Dienstag, Juni 08, 2004

time is MONEY (elegi buruh minyak..)

Seorang pekerja nasional dikasi peringatan tertulis pagi ini. Peringatan mau terus bekerja atau mau berhenti. Ini peringatan pertama dan juga terakhir. Surat berikutnya adalah surat pemecatan dan ucapan terima kasih. Disini, tidak banyak toleransi bagi yang dianggap gak bisa ikut irama kerja tim.

Apa sih masalahnya?. Oohh, si pekerja rupanya dinilai tidak khusyuk kerja alias kurang optimal. Memang kalo bicara semboyan kapitalis sejati, di rig salah satu penerapannya. Time is money, waktu adalah uang.
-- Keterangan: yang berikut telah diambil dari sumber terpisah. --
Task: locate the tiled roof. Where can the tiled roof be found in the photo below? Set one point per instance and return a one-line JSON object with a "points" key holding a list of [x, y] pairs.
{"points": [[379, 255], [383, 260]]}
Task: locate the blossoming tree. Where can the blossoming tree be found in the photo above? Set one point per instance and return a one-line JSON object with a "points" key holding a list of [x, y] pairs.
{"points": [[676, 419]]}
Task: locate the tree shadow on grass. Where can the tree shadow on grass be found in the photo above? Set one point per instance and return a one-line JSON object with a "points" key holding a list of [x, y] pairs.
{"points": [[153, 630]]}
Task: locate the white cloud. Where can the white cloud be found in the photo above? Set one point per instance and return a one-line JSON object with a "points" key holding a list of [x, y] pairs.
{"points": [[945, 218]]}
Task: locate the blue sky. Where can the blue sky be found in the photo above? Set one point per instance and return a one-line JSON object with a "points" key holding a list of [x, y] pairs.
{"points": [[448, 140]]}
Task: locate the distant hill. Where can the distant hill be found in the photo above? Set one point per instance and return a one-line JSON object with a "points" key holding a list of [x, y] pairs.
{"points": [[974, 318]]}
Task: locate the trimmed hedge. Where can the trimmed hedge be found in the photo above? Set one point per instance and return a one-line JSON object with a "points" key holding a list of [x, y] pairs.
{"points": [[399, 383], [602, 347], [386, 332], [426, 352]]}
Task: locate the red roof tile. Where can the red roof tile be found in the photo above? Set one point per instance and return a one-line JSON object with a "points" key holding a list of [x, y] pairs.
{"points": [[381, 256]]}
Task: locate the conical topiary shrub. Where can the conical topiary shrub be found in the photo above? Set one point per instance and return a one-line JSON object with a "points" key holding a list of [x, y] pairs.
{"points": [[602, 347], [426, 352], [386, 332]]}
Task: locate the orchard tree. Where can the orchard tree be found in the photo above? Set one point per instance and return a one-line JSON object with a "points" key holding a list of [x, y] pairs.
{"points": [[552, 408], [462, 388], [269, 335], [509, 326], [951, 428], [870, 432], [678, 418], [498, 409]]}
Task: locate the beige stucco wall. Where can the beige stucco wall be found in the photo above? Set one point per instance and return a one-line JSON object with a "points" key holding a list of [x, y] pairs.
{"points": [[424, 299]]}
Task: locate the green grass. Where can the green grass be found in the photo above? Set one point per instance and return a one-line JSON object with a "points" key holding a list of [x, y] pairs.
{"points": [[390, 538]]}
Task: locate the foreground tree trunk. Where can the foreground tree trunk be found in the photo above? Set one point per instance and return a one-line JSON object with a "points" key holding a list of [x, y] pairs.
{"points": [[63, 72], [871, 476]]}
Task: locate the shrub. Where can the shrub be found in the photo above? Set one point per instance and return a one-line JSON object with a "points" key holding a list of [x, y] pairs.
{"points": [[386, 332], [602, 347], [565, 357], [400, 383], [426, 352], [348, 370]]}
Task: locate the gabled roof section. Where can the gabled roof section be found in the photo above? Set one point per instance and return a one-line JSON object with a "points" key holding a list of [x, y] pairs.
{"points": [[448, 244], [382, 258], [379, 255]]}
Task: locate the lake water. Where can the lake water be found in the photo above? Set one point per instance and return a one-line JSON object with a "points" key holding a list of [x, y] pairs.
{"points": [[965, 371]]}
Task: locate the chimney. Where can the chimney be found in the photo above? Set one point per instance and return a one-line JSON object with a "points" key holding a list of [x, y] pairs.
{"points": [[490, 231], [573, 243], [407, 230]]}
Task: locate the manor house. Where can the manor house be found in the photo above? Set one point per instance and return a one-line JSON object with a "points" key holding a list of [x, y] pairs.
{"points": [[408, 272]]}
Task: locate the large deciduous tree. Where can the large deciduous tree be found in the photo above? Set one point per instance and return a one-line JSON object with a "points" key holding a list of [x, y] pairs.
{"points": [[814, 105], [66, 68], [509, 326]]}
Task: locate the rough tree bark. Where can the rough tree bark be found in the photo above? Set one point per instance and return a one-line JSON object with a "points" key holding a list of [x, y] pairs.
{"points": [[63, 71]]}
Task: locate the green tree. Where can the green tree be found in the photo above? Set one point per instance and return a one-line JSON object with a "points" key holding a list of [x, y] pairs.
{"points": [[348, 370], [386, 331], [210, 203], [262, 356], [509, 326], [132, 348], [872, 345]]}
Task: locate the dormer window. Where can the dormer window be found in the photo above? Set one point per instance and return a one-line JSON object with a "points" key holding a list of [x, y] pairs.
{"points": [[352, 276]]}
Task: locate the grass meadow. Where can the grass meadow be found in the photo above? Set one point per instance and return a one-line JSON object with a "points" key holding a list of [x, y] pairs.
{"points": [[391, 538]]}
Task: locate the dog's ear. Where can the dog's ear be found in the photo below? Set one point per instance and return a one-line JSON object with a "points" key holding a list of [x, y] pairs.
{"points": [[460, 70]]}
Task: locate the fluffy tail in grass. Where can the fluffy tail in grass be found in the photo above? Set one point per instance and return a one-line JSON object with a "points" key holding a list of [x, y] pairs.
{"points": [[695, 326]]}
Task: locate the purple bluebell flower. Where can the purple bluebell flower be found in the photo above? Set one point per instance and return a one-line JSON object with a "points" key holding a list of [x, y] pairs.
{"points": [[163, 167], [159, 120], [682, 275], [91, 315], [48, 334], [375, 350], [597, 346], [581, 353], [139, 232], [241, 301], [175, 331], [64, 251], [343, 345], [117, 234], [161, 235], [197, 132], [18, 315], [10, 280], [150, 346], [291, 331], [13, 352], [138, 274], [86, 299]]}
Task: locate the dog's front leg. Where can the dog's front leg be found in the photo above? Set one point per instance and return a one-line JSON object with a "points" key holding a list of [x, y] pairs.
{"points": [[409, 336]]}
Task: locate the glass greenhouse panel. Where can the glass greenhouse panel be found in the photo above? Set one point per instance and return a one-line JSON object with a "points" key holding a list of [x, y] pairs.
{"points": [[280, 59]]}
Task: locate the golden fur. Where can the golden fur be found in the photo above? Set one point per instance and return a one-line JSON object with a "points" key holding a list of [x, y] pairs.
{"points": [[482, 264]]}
Gak ada cerita libur bekerja karena gak enak badan, meriang atau sakit. Kan ada klinik, kan ada dokter! itu alasannya. Kalo memang gak bisa kerja, dengan keterangan dokter tertulis, ya.. pekerja harus pulang untuk diganti dengan pekerja lain. Gak ada istilah rawat inap di rig. Ih.. kejam ya?!

Mungkin ya, mungkin tidak.
Cuman kita liat dulu kenapa sih rig kerja ngotot seperti itu?. Kerja simultan tiada henti 24 jam sehari, 7 hari seminggu, 12 bulan setahun. Bahkan untuk pekerja, istirahatpun mesti gantian. Pekerja siang, istirahat malam. Pekerja malam, istirahat siang. Masing-masing dapat jatah 12 jam kerja setiap hari, ya setiap hari.. walaupun didarat libur akhir pekan dan hari raya. Iya..iya.., tapi kenapa begitu ngotot??
Jangan menganga kalo ternyata biaya operasional rig (baroness) perhari itu sekitar 350 ribu dolar amerika!! Coba kalo dikonversi ke rupiah dengan kurs 8600, hmmmm.... 3 milyaran deh perhari. Kali sebulan, trus kali setaon, hayo berapa??? Dikalkulator bisa tertulis error tuh lantaran banyaknya nol dibelakang angka.
Busyeettt..!!!. itu uang semua?? banyak amit yak!!!

Biaya sebanyak itu dikeluarkan pemilik rig untuk membayar pekerja sendiri, perusahaan penunjang (service company), serta bahan dan peralatan yang dipakai. Oh ya, di rig banyak lho perusahaan terlibat. Ada pemilik rig, pemilik ladang minyak dan gas, pemilik katering, dan perusahaan teknisi lainnya. Dalam satu rig, bisa belasan perusahaan terlibat.
Dan sialnya, semuanya biaya itu prabayar alias ditanggung sendiri pemilik rig. BP Migas alias pemilik ladang hanya akan membayar kalo sumur yang digali menghasilkan minyak atau gas dan bukan air mandi..:)

Waahh..rugi dong??, gak juga. Soalnya kalo sumur minyaknya ditemukan, apalagi kalo berkapasitas besar, seluruh pengeluaran biayanya diganti. Dan beritanya, 18% (dulu sih katanya 30%) dari nilai kandungan sumur itu jadi hak pemilik rig. Bersih netto tanpa sunatan.
Kalo sumur gak berisi, rugi besar dong?
Ya, itulah resiko pekerjaan. Mau untung gede, resikonya juga gede. Logikanya kan gitu. Iya toh?!!..
Jadi udah ngertikan, kenapa pepatah kapitalis itu dibuat. Waktu itu adalah uang. Time is Money. Siapa tau penciptanya juga bekas buruh minyak.